Textiles

For African art in general, the internal content, that which links it to a specific cultural context, is very important, quite apart from aesthetic qualities. This is especially true of African textiles which have had in the past, as indeed they have today, an exceptional significance as a means of communication, information and mutual association within particular communities.

Indispensable for understanding the meaning and importance of textile in African culture is an acquaintance with the diverse and abundant symbols to be found on it. These are expressed pictorially, and are almost always closely connected with handed-down oral tradition. That which is characteristic of African art in general – the relationship between the verbal and visual arts – is especially important for art on textiles, because they often take the place of the written word and convey messages of importance for an individual, family, or larger social unit. Among some peoples, this funciton is quite explicit. Thus, for example, among the Dogon people, the name for woven material means the spoken word. In their way of thinking, to be naked, unclothed, is the same as being without speech.

The most important material used in West Africa for textile making is cotton, although other materials of plant and animal origin are also used. These can be raffia and other plant fibers, wool and silk. Animal skins and furs and tree bark are materials which have been used much like textiles to make articles of clothing.

Cotton textiles are the most common in Africa and cotton clothes the most comfortable for the prevailing climate. The savannas of West Africa were a leading center of cotton growing and weaving in the period corresponding to Europe’s Middle Ages. Although there is little reliable information for prior to the 11th century, it is believed that cotton was already being used for a variety of cloths.

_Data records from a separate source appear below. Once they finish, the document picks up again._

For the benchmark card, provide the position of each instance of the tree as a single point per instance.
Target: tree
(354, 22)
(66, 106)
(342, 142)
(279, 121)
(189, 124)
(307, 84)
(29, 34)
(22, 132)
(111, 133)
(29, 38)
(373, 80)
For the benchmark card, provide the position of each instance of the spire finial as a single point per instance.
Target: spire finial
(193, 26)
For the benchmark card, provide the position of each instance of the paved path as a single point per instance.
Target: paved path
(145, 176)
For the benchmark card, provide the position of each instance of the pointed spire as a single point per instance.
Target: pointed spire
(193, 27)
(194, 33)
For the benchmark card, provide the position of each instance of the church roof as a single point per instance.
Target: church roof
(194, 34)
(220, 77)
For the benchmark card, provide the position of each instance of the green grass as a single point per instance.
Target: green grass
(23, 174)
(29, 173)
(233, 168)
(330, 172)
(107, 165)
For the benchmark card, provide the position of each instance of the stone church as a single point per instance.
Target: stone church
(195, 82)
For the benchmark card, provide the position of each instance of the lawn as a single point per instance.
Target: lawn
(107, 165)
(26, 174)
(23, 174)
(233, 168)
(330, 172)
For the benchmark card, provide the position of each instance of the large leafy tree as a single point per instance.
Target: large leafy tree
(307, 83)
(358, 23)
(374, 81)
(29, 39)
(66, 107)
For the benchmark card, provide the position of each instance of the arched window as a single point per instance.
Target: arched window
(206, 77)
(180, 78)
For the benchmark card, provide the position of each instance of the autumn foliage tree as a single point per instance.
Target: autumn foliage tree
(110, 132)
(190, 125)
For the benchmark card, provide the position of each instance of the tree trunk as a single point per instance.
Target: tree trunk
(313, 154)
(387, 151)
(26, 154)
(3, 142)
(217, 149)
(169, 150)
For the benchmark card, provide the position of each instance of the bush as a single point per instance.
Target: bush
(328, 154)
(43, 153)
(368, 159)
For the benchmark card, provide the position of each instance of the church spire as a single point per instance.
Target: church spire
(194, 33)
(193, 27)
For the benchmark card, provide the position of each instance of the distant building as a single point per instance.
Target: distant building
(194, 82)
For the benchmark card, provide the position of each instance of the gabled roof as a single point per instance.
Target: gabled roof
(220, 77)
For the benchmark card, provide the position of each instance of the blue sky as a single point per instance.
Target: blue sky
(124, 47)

It is traditional for cotton in West Africa to be woven on narrow horizontal looms, with a frame not exceeding 30 centimeters in width. Most often, longs strips of from 10 to 15 centimeters width are woven, although a three-centimeter width is not unusual.

Decorative traditions for textiles include a design worked into a strip during weaving and, typically, fabrics are decorated when finished by dying, painting, stamp printing, appliqué or embroidery. The symbolism of color is essential in the various types of ornamentation.